It doesn't hurt to think about anymore. It's weird, actually, because it kept me up so many nights before. But it hasn't hurt for a while. We would still be friends, but we both fell in love with different things, and only one overlapped. It was hard to be friends with someone who shares only one interest with you, especially when it's a very passing one. |
My first love was a guy who I had a crush on in fourth grade. I tried to ask him if he liked me in a valentine on valentines day, but he never replied. In eight grade I figured out that he had been too shy. We wrote letters back and forth for a few months and then decided to "date" (we only held hands, which I was happy with in the end) I liked him, but I had a hard time saying that I loved him, wwhich I think he had a problem with. During the summer he didn't vist me, though he only lived a few blocks away. I went to church camp and found out when I got back that he had been seeing my best friend behind my back, then broke up with me over the phone. That was what I thought was my first love.

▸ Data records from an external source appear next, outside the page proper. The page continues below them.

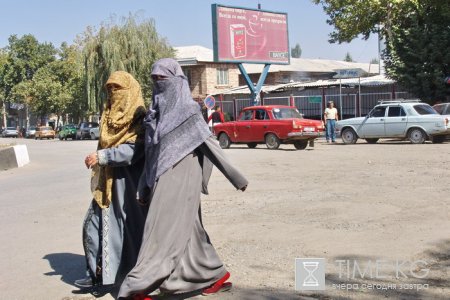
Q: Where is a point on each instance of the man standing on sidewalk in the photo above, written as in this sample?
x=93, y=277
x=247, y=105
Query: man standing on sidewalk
x=216, y=117
x=330, y=116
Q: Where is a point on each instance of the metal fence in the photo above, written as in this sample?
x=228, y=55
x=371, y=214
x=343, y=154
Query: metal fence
x=310, y=106
x=345, y=104
x=369, y=100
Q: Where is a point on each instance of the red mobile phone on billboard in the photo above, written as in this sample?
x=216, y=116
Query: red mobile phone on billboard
x=238, y=40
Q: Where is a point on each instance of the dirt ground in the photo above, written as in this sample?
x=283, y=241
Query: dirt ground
x=365, y=203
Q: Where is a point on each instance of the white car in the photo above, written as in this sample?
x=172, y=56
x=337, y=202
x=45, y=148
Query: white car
x=94, y=133
x=404, y=119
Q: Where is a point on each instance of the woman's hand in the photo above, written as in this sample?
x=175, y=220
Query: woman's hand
x=91, y=160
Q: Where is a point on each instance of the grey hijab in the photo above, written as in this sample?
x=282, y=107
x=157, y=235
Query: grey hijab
x=174, y=125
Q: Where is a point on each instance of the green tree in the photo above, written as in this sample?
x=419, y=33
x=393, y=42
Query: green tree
x=416, y=33
x=348, y=57
x=25, y=56
x=296, y=52
x=130, y=45
x=417, y=53
x=3, y=59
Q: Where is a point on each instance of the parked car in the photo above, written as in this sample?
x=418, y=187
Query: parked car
x=84, y=130
x=95, y=133
x=68, y=131
x=44, y=132
x=10, y=132
x=31, y=131
x=272, y=125
x=443, y=109
x=404, y=119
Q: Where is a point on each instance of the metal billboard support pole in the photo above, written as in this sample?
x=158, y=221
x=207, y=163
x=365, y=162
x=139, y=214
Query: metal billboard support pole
x=254, y=90
x=340, y=98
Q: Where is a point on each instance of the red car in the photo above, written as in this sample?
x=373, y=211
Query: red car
x=270, y=124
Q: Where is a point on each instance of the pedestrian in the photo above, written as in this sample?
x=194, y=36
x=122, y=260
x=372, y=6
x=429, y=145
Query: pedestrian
x=330, y=116
x=114, y=222
x=176, y=254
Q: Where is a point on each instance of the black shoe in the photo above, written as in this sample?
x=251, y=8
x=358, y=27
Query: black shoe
x=84, y=283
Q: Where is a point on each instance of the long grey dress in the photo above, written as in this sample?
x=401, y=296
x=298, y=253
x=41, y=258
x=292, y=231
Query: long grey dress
x=112, y=236
x=176, y=255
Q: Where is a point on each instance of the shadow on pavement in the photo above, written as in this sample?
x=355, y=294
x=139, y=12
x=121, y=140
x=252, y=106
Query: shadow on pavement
x=67, y=265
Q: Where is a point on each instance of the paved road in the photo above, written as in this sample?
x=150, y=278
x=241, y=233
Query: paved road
x=357, y=202
x=42, y=209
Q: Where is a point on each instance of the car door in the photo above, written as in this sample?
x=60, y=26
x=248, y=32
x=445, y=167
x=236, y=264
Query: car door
x=259, y=125
x=244, y=125
x=373, y=125
x=395, y=122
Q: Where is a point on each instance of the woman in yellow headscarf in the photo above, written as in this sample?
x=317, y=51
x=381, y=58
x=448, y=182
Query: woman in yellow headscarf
x=114, y=223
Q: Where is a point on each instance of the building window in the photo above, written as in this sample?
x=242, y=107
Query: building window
x=222, y=76
x=188, y=74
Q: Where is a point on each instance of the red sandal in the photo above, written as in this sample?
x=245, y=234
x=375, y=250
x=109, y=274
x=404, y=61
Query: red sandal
x=218, y=286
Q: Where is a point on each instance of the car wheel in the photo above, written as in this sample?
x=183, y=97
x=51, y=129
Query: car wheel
x=349, y=136
x=300, y=145
x=438, y=139
x=372, y=141
x=224, y=141
x=416, y=136
x=272, y=141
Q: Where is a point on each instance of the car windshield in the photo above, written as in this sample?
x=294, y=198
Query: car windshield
x=286, y=113
x=439, y=108
x=424, y=109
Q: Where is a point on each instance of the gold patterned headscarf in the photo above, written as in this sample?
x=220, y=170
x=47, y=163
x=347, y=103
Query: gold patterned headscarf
x=121, y=122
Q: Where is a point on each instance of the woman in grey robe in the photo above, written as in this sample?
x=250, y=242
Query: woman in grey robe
x=176, y=254
x=114, y=223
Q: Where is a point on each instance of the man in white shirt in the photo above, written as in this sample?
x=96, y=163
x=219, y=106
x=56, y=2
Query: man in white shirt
x=330, y=117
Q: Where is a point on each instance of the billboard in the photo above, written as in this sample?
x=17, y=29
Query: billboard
x=249, y=35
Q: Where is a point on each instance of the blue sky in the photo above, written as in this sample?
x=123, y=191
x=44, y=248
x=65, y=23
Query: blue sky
x=182, y=22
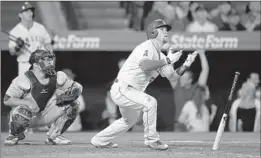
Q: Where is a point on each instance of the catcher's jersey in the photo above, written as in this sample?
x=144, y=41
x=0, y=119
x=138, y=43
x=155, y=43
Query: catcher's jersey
x=36, y=36
x=131, y=72
x=27, y=86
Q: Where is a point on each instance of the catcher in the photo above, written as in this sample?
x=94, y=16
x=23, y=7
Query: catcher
x=42, y=97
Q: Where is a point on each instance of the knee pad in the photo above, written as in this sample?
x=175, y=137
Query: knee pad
x=20, y=120
x=64, y=121
x=151, y=103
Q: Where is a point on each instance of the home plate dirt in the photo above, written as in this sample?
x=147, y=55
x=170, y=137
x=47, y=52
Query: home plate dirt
x=181, y=145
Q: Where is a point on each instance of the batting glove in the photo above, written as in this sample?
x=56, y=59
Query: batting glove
x=174, y=56
x=190, y=59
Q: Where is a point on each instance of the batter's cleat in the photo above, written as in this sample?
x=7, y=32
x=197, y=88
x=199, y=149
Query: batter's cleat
x=110, y=145
x=59, y=140
x=13, y=140
x=158, y=145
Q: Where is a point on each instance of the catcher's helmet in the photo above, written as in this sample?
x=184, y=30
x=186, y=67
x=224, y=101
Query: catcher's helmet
x=152, y=31
x=39, y=56
x=27, y=6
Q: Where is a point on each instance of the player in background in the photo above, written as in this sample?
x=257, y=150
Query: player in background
x=30, y=36
x=184, y=89
x=245, y=110
x=32, y=97
x=195, y=114
x=143, y=65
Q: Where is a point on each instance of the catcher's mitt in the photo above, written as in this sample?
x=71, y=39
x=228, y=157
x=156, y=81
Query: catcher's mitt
x=68, y=97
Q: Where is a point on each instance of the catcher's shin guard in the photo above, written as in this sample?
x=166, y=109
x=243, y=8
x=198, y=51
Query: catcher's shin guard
x=20, y=120
x=64, y=121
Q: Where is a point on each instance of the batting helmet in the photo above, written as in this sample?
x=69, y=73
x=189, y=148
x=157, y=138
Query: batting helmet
x=38, y=56
x=152, y=31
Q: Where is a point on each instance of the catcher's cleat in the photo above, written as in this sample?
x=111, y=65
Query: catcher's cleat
x=158, y=145
x=13, y=140
x=110, y=145
x=59, y=140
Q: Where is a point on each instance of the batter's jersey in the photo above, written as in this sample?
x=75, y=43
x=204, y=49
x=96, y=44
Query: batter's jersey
x=27, y=86
x=131, y=72
x=36, y=37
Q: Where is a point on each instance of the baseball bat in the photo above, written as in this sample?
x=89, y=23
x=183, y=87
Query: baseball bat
x=223, y=121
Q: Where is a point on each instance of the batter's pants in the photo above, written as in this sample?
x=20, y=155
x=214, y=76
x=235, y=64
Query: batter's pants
x=131, y=102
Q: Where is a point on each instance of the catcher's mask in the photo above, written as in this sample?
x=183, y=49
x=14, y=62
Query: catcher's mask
x=152, y=31
x=45, y=59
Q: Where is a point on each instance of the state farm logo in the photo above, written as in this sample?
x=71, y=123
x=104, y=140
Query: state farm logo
x=74, y=42
x=209, y=41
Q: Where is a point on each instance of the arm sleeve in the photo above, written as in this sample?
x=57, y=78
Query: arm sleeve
x=11, y=43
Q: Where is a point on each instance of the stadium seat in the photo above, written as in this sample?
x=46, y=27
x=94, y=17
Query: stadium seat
x=9, y=13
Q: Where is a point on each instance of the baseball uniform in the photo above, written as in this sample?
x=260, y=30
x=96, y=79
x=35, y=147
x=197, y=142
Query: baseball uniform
x=128, y=93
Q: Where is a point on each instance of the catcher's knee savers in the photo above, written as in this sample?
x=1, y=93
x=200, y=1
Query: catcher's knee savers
x=20, y=119
x=64, y=121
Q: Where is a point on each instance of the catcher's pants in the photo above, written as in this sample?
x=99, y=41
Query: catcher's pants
x=45, y=117
x=23, y=67
x=130, y=102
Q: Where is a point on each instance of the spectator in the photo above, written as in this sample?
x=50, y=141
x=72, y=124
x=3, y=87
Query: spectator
x=245, y=111
x=251, y=19
x=201, y=23
x=160, y=10
x=184, y=88
x=233, y=22
x=219, y=14
x=146, y=9
x=77, y=124
x=195, y=114
x=181, y=11
x=136, y=15
x=30, y=36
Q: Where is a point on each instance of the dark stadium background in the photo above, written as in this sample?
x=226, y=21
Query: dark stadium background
x=96, y=69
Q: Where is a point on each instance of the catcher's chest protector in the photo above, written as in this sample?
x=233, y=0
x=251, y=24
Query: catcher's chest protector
x=41, y=93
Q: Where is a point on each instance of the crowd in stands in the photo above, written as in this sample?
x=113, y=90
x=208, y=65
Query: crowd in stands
x=195, y=16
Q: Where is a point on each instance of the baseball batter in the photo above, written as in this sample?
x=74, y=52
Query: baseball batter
x=143, y=65
x=33, y=97
x=30, y=36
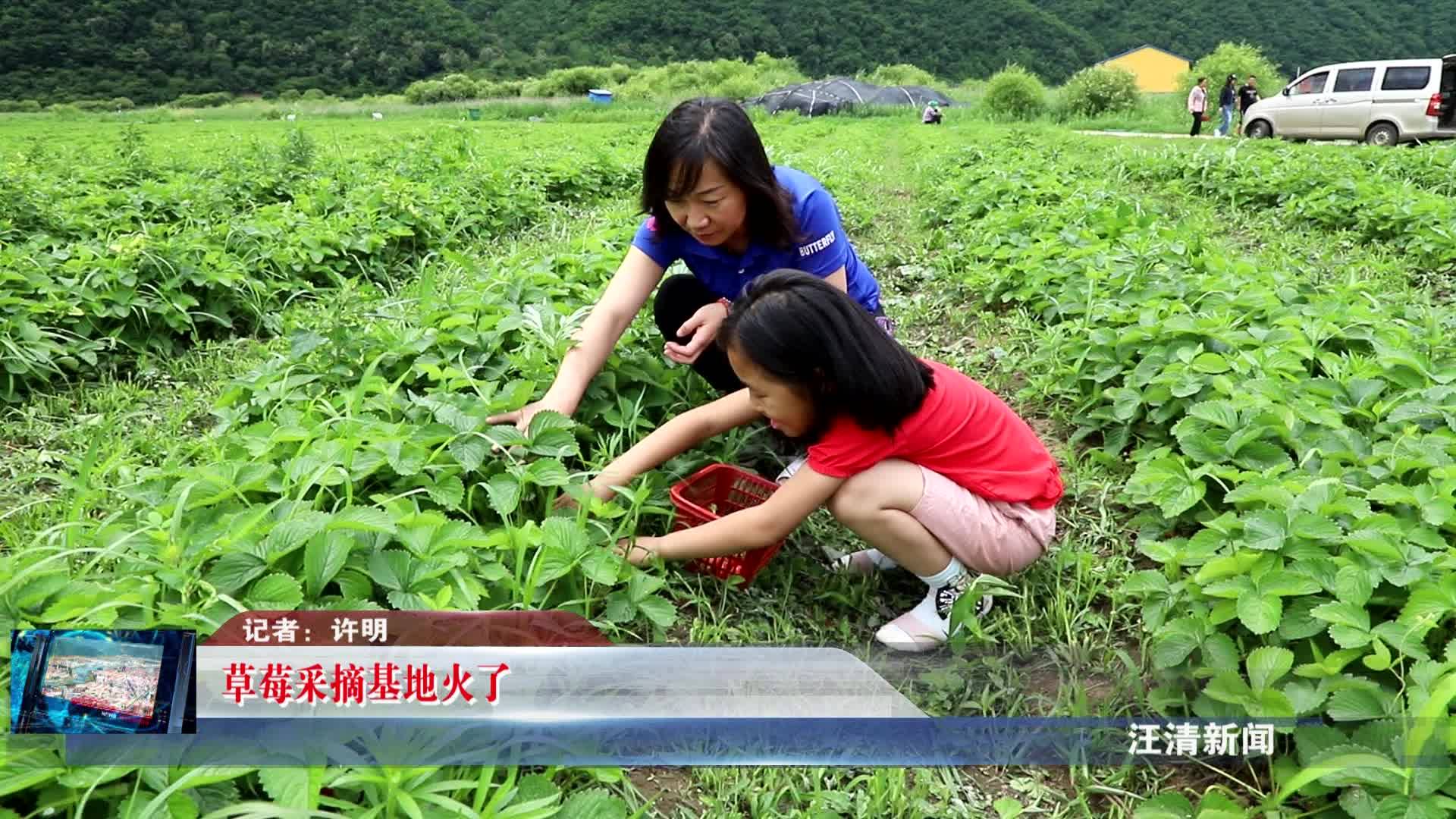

My real first love turned out a little differently. I was in a play in fifth grade(school age me having given up on the other guy) when I noticed a guy who read a lot. He was cute and funny. Ex: We had a scene where we were supposed to come onto the stage, tired, mummering things like "Ow my foot, Oh my ankle, Ow my toe," etc. One day he came in and yelled, "I think I broke my medula oblongada!" The directors liked it so much they decided to add it to the script (by the way, this was a lord of the rings based play and he was playing gandalf) He also sang wonderfully, and seemed to not mind me following him around like the stalker that I was. I followed him and ended up in the same homerooom as he was in sixth grade. All throughout that time, I tried to figure out how he felt about me, but never knew. Then my mother was diagnosed with cancer and I went into seventh grade. I gave up on him, later had that experince that I explained with the fourth grade crush guy, and went into high school. I had thought that I had only had a crush on him(note the stalker thing)... I even had a notebook filled with likes, dislikes, etc.! Later some people were making fun of him because he didn't like to be touched. I chewed them out, resisted the urge to hit them, and realized that I still liked him... and maybe even loved him. That was four years ago actually. A year after that incedent, we started dating( after another incedent invloving a Christmas scarf and me hyperventalating and almost passing out) and have been for three years now. The only problem is, I have never been able to tell, whould I call the first guy my first like? He was a friend and it took me a while to notice him, etc. or the other one, considering how much longer it lasted and how sudden it was? o_0 I did not mean to write that much... |
I think I'm with my first love. I never really loved my ex.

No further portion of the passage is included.